Then and now – Ireland & The Argentine Economic Crisis

Argentina entered recession in 1999 and defaulted on it’s public debt in 2001. According to Wikipedia

In the meantime, government spending continued to be high and corruption was rampant. Argentina’s public debt grew enormously during the 1990s, and the country showed no true signs of being able to pay it

.

Enormously eh? It hit the heady heights of..

Ratio of debt to GDP grows to 41% in 1998, then 47% in 1999.

Ratio of debt to GDP grows to 51%. (IMF loans another $20+ billion) [In 2000]

But according to Eurostat

Twelve Member States had government debt ratios higher than 60% of GDP in 2009: Italy (115.8%), Greece (115.1%), Belgium (96.7%), Hungary (78.3%), France (77.6%), Portugal (76.8%), Germany (73.2%), Malta (69.1%), the United Kingdom (68.1%), Austria (66.5%), Ireland (64.0%) and the Netherlands (60.9%).

By way of comparison the Argentine budget deficit was 6.4% in 2001, but in Europe today Ireland, Greece, Spain and the UK have deficits of approximately double that.

Back to Wikipedia

By 1999, newly elected President Fernando de la Rúa faced a country where unemployment had risen to a critical point, and the undesirable effects of the fixed exchange rate were showing forcefully

That’s up to, um, 9.1% folks – we are now at 13.3%.

In 1999 Argentina’s gross domestic product dropped 4% and the country entered a recession (which was to last three years, ending in a collapse)

A 4% fall? What would you give for a 4% fall in Irish GNP? In 2009 we contracted by 10.4%!

Economic stability became economic stagnation (even deflation at times), and the economic measures taken did nothing to avert it; in fact, the government continued the contractive economic policies of its predecessor. The possible solution (abandonment of the exchange peg, with a voluntary devaluation of the peso) was considered a political suicide and a recipe for economic disaster.

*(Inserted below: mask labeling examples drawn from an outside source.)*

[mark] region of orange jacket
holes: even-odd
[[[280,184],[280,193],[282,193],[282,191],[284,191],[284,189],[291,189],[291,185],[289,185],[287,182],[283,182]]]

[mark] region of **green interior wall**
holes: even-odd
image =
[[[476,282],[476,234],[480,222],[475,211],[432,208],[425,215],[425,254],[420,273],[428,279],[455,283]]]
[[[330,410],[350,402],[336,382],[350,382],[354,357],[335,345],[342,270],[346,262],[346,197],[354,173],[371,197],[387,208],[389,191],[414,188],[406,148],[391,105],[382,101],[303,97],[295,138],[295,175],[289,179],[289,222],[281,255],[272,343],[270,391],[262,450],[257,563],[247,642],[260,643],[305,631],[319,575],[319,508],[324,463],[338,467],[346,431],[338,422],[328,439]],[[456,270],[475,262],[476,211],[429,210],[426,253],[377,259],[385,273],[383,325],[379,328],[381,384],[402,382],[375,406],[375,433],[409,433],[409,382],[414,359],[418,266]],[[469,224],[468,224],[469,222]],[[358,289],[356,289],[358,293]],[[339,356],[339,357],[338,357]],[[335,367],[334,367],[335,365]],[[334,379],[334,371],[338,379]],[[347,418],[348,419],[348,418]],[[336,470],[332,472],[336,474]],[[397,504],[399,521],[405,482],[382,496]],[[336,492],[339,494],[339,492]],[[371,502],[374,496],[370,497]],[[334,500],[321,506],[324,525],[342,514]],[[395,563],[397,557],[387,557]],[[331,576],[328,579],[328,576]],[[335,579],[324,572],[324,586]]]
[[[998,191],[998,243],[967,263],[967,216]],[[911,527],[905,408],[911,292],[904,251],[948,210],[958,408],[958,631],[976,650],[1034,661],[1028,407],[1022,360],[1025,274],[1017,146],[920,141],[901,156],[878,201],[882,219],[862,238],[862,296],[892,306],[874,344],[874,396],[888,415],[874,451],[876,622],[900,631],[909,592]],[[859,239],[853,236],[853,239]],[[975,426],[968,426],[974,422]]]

Sounds very, very familar.

Argentina quickly lost the confidence of investors and the flight of money away from the country increased. In 2001, people fearing the worst began withdrawing large sums of money from their bank accounts, turning pesos into dollars and sending them abroad, causing a run on the banks. The government then enacted a set of measures (informally known as the corralito) that effectively froze all bank accounts for twelve months, allowing for only minor sums of cash to be withdrawn

The bank guarantee exists in part to prevent bank runs. Is it possible to have currency crisis within a single currency? Could depositors fearing a country will exit the currency union (or that the strong countries of the Union will exit) cause a bank run? Such a run would be in no-one’s interest, so it’s difficult to see how the mass psychology could take root (newspapers and television shows would not be pushing this line). If we did get a currency related bank panic in the Eurozone the response would almost certainly be identical – restrictions on the movement of capital to prevent a complete collapse of the banking system. One affect of this would be to make the withdrawal (from the Euro), of any countries affected, much easier.

After much deliberation, Duhalde abandoned in January 2002 the fixed 1-to-1 peso–dollar parity that had been in place for ten years. In a matter of days, the peso lost a large part of its value in the unregulated market. A provisional “official” exchange rate was set at 1.4 pesos per dollar.

The equivalent here would be one of the struggling nations breaking the ‘peg’ with the Euro and refloating their own currency. But still, sounds like a complete disaster?

Argentina has managed to return to growth with surprising strength; the GDP jumped 8.8% in 2003, 9.0% in 2004, 9.2% in 2005, 8.5% in 2006 and 8.7% in 2007

And what of the default – how much of that, um, huge debt, is Argentina going to pay back? Moneyweek report that

Around a quarter of its creditors refused the government’s 2005 offer of new bonds worth just 35% of the old ones, and obtained court orders barring it from selling debt on the international markets. Now the ‘hold-outs’ are being offered a deal worth more than 50 cents on the dollar. Most are expected to accept.

So between 35%-50% of debts incurred by Anglo, offset by reduced debts we actually did incur ourselves in making productive investments? Doesn’t sound terrible!